Up to senior engineer, getting promoted only depended on your skills. However, for the manager and staff role, the group needs to grow, or someone must quit. That is why moving into a growing company is necessary if you want to be a manager faster.

There are five times more open senior engineer roles than manager roles. A typical team has five engineers and one manager, reflecting the number of open positions.

Accepting an offer is a giant risk because you cannot hop companies as a software engineer can. Companies will not interview you if you stay less than a year in the last job. Some even want more!

Even if you are invited to interviews, they are also tiring. Since the roles change between companies, you will be interviewed by people who think their management style is the only way. So, if you come from a different background, they will flag you as someone who doesn't fit. As explained in the following chapters, there are ways to avoid that.

The other side of the coin

If being interviewed is draining, interviewing people is worse. This critical process cannot be reliably scaled. Generally, the manager interviews first to protect the team’s attention. On average, you interview about 15-20 people before hiring a candidate.

In some interviews, you will discover that the candidate won’t pass in the first 15 minutes (due to obvious issues like cheating) and that the next 30 minutes will be wasted.

Being accountable for decisions you didn’t make

The larger the company, the less power you have to change top-down decisions. If your "boss’s boss’s boss" enforces a bad process on the teams, you will be heavily impacted and powerless to change it.

Even if a bad decision is not your responsibility, the team will hold you accountable for fighting against it. Sometimes, you cannot overcome the decisions, but you can find clever ways to work around them to make both parties happy.

The worst thing is firing people. I have made the call several times in my career, and even in cases where people have given up on the job and are not to be trusted, it never gets easy. But there is no way around it: most people are fired because they are a net negative even after getting feedback and help to improve, requiring another engineer on your team to pick up the slack or endure stress.

Alternatives

Staff Engineer

If the problems above turn you off, consider pursuing the Staff Engineer role. However, it has even fewer open roles than the Engineering Manager position. The staff+ to engineers proportion is 10-1 rather than 5-1.

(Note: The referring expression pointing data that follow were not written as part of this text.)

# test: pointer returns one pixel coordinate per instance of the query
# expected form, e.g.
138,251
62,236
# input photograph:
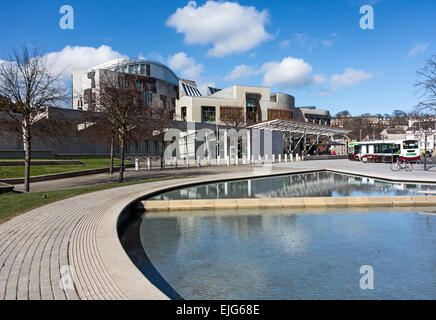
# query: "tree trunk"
111,170
162,155
425,152
122,150
26,144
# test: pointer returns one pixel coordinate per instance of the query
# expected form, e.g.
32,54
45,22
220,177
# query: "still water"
260,255
314,184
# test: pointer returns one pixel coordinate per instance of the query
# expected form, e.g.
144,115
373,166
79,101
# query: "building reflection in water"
292,256
315,184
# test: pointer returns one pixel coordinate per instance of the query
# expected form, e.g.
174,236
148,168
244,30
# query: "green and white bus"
384,151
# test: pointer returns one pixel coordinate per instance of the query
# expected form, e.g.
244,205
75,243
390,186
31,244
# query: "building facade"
158,84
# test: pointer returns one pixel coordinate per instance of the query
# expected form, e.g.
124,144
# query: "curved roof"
159,70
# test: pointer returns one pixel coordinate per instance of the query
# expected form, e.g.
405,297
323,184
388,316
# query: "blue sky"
314,50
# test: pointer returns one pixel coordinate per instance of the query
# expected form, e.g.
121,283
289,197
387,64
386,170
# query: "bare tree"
118,99
29,87
426,85
158,121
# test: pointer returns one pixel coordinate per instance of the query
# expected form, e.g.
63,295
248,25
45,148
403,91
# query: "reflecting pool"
248,254
314,184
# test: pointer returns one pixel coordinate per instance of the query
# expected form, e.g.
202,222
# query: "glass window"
250,102
138,85
131,68
207,114
410,144
146,99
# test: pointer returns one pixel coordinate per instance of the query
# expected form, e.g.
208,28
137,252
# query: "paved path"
129,175
35,246
81,232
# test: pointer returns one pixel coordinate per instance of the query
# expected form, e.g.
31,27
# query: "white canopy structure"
299,127
297,131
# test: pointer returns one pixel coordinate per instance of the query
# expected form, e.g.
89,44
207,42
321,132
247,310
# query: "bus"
384,151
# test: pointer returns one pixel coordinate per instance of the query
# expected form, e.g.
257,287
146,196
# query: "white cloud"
290,73
228,26
418,48
243,71
187,66
327,43
305,41
80,57
349,78
284,44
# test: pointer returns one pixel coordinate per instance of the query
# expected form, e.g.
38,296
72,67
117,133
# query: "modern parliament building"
214,109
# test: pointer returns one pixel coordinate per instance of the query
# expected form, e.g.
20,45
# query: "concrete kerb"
301,202
135,285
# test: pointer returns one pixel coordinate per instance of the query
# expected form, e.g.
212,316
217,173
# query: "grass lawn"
88,164
13,204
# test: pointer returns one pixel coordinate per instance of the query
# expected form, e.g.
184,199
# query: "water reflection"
315,184
293,256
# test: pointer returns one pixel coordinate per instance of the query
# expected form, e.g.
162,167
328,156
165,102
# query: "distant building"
158,84
393,133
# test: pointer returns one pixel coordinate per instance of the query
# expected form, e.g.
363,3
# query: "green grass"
88,164
13,204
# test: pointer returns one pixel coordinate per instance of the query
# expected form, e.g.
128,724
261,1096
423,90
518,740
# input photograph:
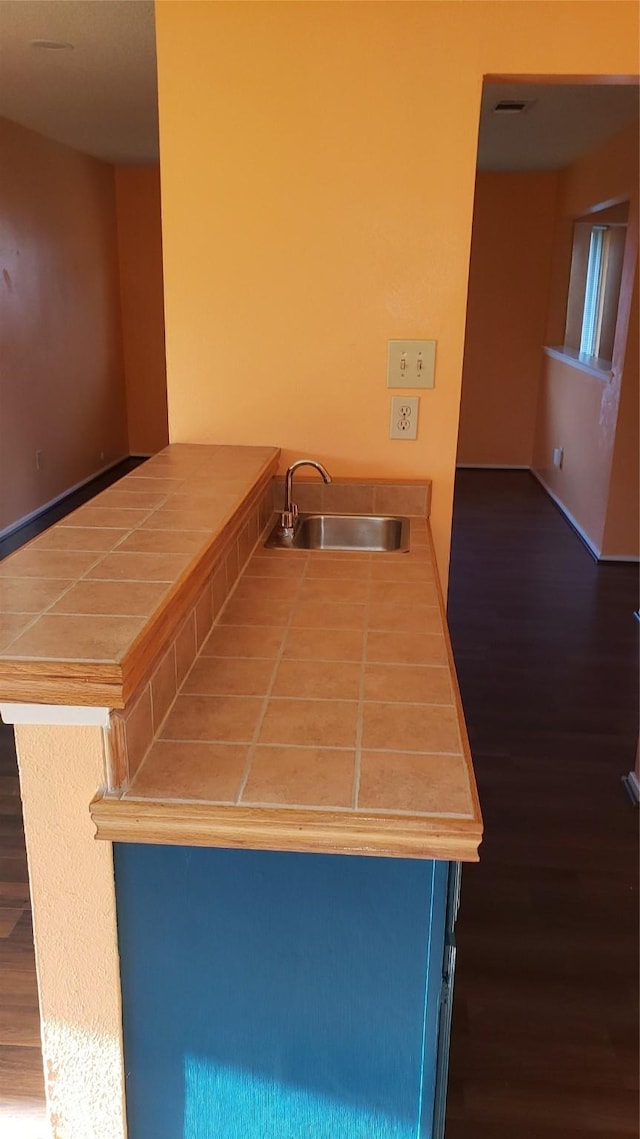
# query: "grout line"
309,747
360,722
262,713
71,586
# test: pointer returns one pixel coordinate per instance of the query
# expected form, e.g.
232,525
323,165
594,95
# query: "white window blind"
595,292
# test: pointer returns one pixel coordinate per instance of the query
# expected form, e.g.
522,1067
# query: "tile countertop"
322,713
84,606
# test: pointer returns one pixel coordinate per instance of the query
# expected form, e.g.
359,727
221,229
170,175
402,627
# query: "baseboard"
59,498
573,522
632,787
492,466
629,558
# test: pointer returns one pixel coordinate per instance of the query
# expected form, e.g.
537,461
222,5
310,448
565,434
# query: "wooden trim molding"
55,714
321,832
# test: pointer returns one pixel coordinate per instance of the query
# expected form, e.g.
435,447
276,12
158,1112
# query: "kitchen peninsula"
271,750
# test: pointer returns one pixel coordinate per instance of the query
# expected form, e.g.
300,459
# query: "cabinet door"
275,996
446,1000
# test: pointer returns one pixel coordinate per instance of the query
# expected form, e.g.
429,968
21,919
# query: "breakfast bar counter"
247,793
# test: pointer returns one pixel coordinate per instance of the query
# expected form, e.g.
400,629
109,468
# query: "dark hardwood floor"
22,1088
546,1006
546,1010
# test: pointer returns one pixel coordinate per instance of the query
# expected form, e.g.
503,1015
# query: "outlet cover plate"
404,416
411,363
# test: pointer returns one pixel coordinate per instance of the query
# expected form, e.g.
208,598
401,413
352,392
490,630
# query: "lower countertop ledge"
282,829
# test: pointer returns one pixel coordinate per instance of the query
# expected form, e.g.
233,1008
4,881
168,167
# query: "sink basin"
368,533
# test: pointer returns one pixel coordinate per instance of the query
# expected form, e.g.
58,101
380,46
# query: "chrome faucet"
289,514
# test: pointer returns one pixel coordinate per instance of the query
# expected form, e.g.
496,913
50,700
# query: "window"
596,275
595,292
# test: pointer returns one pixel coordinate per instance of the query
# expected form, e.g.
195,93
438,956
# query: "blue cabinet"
281,996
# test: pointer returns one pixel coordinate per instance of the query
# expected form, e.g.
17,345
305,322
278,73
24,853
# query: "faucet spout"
289,514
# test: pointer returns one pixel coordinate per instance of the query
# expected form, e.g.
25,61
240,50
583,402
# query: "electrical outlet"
404,416
411,363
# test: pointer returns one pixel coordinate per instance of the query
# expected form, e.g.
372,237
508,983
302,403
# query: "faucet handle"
288,517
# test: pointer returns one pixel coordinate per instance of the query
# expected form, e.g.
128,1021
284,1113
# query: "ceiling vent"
513,106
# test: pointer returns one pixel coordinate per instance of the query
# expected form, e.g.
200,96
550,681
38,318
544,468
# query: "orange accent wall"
318,169
139,240
62,386
509,278
577,411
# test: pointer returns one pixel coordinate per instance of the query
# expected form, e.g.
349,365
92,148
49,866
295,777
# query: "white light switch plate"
411,363
404,416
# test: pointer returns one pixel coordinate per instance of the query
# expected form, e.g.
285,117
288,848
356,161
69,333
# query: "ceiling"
563,122
100,95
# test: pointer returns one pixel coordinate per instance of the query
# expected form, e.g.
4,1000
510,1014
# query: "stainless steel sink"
343,532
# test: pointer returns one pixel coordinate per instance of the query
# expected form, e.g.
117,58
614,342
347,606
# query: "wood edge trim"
199,825
112,683
457,695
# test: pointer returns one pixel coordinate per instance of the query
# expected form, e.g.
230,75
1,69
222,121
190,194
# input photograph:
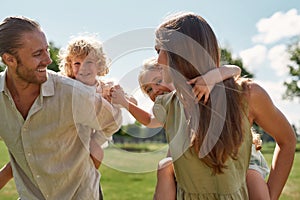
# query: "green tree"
226,58
293,84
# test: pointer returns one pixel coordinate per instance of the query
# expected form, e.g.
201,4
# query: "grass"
122,185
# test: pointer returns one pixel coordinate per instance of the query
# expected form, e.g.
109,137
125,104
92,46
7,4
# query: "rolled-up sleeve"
90,109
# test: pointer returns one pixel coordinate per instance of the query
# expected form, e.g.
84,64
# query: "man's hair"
11,31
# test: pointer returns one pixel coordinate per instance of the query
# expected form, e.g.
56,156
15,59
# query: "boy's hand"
200,88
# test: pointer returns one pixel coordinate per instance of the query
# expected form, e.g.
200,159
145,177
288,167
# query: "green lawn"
125,186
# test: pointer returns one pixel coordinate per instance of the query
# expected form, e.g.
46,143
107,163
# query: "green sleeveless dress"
194,178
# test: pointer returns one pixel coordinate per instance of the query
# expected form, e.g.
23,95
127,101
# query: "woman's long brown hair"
192,50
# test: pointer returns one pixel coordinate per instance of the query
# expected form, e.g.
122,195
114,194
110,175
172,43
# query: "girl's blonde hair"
82,46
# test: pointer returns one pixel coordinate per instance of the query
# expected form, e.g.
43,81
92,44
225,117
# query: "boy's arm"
5,175
205,83
145,118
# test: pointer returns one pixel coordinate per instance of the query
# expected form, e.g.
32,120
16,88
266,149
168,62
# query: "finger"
192,81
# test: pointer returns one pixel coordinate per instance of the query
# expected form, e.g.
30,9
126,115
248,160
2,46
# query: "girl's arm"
205,83
269,117
5,175
145,118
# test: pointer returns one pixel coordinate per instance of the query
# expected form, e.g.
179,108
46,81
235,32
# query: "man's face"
33,58
85,69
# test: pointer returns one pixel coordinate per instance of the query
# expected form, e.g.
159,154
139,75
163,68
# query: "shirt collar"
47,88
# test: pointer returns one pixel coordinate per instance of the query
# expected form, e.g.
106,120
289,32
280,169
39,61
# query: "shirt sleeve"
92,110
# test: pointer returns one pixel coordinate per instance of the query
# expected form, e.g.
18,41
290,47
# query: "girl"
211,155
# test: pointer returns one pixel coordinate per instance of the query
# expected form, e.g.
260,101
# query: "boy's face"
85,69
153,84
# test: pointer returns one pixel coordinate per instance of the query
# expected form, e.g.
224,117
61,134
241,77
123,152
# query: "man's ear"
9,59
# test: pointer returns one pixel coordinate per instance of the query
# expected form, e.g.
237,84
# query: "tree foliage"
226,58
293,84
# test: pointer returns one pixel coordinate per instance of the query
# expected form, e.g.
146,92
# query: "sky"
256,31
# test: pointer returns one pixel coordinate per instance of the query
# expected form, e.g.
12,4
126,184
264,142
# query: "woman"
211,155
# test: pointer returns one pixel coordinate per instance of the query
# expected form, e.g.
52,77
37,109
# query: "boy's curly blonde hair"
82,46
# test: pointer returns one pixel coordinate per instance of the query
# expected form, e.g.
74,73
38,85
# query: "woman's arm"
205,83
5,175
269,117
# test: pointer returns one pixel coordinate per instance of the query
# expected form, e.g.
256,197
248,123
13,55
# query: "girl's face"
85,69
153,84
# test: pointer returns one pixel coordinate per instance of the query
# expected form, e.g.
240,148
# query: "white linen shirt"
49,150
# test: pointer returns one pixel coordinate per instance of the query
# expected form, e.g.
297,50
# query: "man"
46,119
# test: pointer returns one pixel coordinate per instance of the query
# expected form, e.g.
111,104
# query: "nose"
47,60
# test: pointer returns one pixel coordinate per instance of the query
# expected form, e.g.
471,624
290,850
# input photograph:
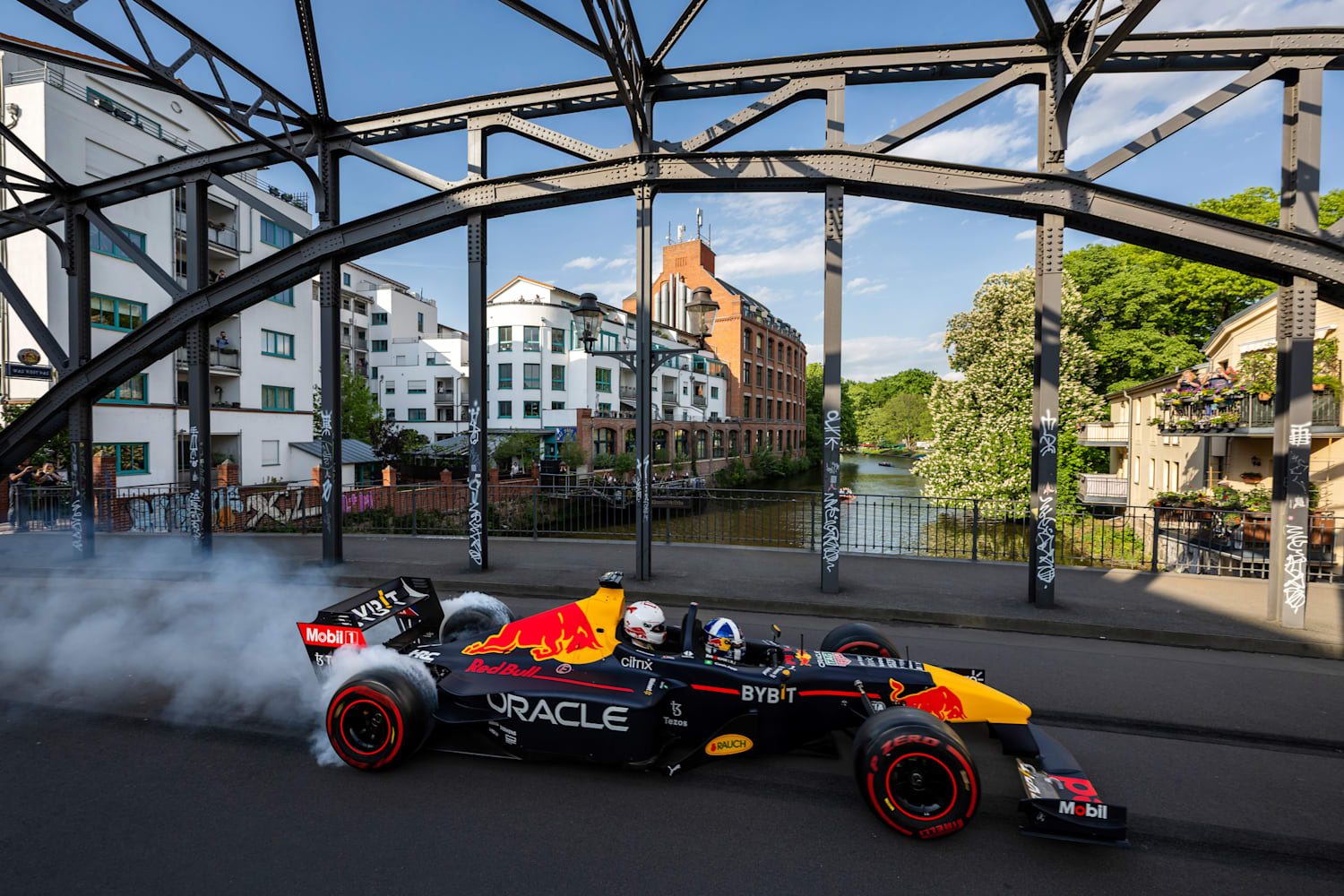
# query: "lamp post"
701,314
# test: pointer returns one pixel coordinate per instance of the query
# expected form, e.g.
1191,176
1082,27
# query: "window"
273,234
134,392
132,457
277,344
101,244
277,398
117,314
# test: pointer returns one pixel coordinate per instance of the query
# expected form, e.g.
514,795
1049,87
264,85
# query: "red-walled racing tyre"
860,638
916,772
376,720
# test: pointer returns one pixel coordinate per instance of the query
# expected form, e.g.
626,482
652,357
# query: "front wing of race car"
1061,802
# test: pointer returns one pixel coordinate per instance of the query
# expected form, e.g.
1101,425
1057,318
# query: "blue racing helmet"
723,640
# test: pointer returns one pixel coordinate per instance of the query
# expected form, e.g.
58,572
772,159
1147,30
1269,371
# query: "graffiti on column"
75,497
473,487
194,511
328,473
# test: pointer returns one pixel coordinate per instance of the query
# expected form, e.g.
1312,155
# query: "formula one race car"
569,683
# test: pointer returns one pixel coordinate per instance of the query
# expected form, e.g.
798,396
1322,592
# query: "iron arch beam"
1253,249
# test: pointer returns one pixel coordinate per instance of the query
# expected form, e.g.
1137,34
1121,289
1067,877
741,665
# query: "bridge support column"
1296,312
1045,409
199,519
331,363
642,378
80,418
478,477
831,392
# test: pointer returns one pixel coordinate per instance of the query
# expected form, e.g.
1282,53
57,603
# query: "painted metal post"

Even as a Staff Engineer, you must still focus on work other than coding. The technical chapters in this book are still worth reading, like the “Programming Pillar,” since it becomes a shared responsibility between staff and managers. Consider looking at the 1:1s and giving feedback chapters since this is something you also need to master.

The illusion of choice

The wildcard option: Product Manager

It is rare, but if you want to be less technical, consider moving into product management. The only requirement might be being in a company long enough to be trusted with a lateral move.

The proportion between openings is the same for both roles because both are needed in a team. However, I used to work on teams where the EM served as the PM because the latter was shared, so the EM must also have product skills. If Product Management interests you, read about the Product and Process chapter. The PM owns the former and the EM the latter, but both are responsible for executing well within a team.